Publicada em fevereiro de 2019. 
Dados disponibilizados recentemente pelo Sinasc (Sistema de Informação de Nascidos Vivos) e Ceinfo (Coordenação de Epidemiologia e Informação da SMS/SP), revelam que dos 185.012 nascidos vivos no ano passado, 99.774 dos procedimentos foram realizados por cesáreas (53,9%) e 85.236 (46,1%) por partos vaginais.
Esses números deixam a cidade a uma enorme distância do que preconiza a Organização Mundial de Saúde (OMS). A recomendação da OMS é de que as cesarianas nunca ultrapassem o percentual de 15% dos nascidos.
Em 2018, os hospitais próprios ou contratados pelo SUS (Sistema Único de Saúde) na cidade registraram 105.645 nascidos vivos, dos quais 36.187 por cesáreas (34,4%). Somente a Casa de Parto de Sapopemba e a Casa Ângela atingem o índice da OMS.
O melhor desempenho da rede municipal é o do Hospital Geral do Itaim Paulista com 21,8% de cesáreas. E o pior é o do Hospital do Servidor Municipal com 59,7%. Os campeões de cesáreas na rede pública estadual são o Hospital do Servidor Estadual (73,65%) e o Hospital das Clínicas (62,5%).
Na rede privada os dados são alarmantes. Do total de 78.832 nascidos vivos 81,1% foram por cesáreas com o Hospital Santa Joana na dianteira (89,15%), seguido do Pro Matre (86,5%). Chama a atenção o Hospital e Maternidade Masterclin que alcançou a taxa de 96%.
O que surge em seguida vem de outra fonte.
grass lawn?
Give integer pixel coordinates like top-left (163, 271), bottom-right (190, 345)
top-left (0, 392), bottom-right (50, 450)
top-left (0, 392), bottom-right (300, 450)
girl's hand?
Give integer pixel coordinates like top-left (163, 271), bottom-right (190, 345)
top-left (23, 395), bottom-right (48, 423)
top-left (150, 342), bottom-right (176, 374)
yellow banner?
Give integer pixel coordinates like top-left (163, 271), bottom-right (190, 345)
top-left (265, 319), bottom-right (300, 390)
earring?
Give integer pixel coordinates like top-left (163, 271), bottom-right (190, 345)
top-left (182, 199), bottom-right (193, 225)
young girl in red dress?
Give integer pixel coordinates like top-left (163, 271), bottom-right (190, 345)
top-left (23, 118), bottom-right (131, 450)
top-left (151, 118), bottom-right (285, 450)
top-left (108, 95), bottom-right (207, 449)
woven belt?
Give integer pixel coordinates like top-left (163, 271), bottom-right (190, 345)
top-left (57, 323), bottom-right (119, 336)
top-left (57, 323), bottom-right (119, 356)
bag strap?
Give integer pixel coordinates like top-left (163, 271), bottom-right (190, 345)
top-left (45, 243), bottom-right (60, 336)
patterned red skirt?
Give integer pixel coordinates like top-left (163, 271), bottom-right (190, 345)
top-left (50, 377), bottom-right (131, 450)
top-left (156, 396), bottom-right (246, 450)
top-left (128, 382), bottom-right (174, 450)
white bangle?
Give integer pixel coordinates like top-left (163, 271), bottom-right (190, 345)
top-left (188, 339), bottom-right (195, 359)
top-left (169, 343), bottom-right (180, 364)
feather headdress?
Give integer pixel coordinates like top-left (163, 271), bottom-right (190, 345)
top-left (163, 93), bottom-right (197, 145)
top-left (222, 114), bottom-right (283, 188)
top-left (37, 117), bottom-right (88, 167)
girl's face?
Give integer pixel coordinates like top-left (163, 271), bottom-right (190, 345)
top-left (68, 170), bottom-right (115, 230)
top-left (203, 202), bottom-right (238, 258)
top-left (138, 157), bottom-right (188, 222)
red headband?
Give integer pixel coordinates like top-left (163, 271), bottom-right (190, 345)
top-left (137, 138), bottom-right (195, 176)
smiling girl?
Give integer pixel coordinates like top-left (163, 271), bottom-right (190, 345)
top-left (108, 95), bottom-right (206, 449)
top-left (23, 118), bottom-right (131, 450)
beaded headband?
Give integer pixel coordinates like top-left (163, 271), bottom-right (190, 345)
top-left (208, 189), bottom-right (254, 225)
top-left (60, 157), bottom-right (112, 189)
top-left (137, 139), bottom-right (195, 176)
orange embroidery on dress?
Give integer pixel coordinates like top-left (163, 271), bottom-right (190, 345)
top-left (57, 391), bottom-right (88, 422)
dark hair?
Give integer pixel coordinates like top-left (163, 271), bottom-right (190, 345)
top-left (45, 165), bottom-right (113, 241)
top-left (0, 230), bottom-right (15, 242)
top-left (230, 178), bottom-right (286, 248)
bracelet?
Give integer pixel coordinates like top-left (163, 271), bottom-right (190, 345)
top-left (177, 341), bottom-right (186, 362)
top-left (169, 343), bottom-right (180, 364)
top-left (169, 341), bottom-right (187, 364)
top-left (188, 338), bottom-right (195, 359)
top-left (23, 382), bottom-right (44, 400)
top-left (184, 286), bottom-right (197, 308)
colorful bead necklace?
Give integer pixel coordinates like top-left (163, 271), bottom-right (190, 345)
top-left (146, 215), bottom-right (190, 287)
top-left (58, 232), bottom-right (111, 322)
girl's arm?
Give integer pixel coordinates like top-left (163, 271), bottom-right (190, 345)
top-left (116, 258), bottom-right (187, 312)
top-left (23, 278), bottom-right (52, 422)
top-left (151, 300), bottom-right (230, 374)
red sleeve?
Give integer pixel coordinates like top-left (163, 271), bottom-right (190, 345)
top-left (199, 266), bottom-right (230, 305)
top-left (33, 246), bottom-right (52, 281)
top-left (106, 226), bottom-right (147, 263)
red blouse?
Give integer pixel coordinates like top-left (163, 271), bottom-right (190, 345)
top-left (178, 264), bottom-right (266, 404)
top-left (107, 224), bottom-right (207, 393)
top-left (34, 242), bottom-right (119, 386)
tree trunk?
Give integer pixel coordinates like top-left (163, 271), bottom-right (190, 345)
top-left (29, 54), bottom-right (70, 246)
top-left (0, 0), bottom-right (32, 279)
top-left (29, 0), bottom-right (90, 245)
A cesárea é uma intervenção efetiva indicada para não colocar em risco a vida de mães e bebês. E recomendada somente por motivos médicos. Mas não é o que se observa na cidade e no país. Esses índices acima de 50% evidenciam que as cesáreas estão sendo realizadas de forma aleatória, sem critérios clínicos.
E mais. As taxas de cesáreas acima de 10% não estão associadas com redução de mortalidade materna e neonatal.
Esses dados mostram que há grande desafio e muitas lutas pela frente para modificar essas práticas cesaristas existentes no País e, em especial, na cidade de São Paulo.
O mais preocupante é que diante desses dados a Prefeitura de São Paulo não esboça medidas para rever o quadro. E não toma providências concretas para combater essas taxas de cesáreas.
As obstetrizes, profissionais extremamente preparadas para combater essa epidemia, por exemplo, esperam há três anos as suas nomeações para começar a atender nas unidades municipais.
Vereadora Juliana Cardoso (PT), vice-presidente da Comissão de Defesa dos Direitos da Criança e Adolescente e membro das Comissões de Saúde e de Direitos Humanos da Câmara Municipal de São Paulo.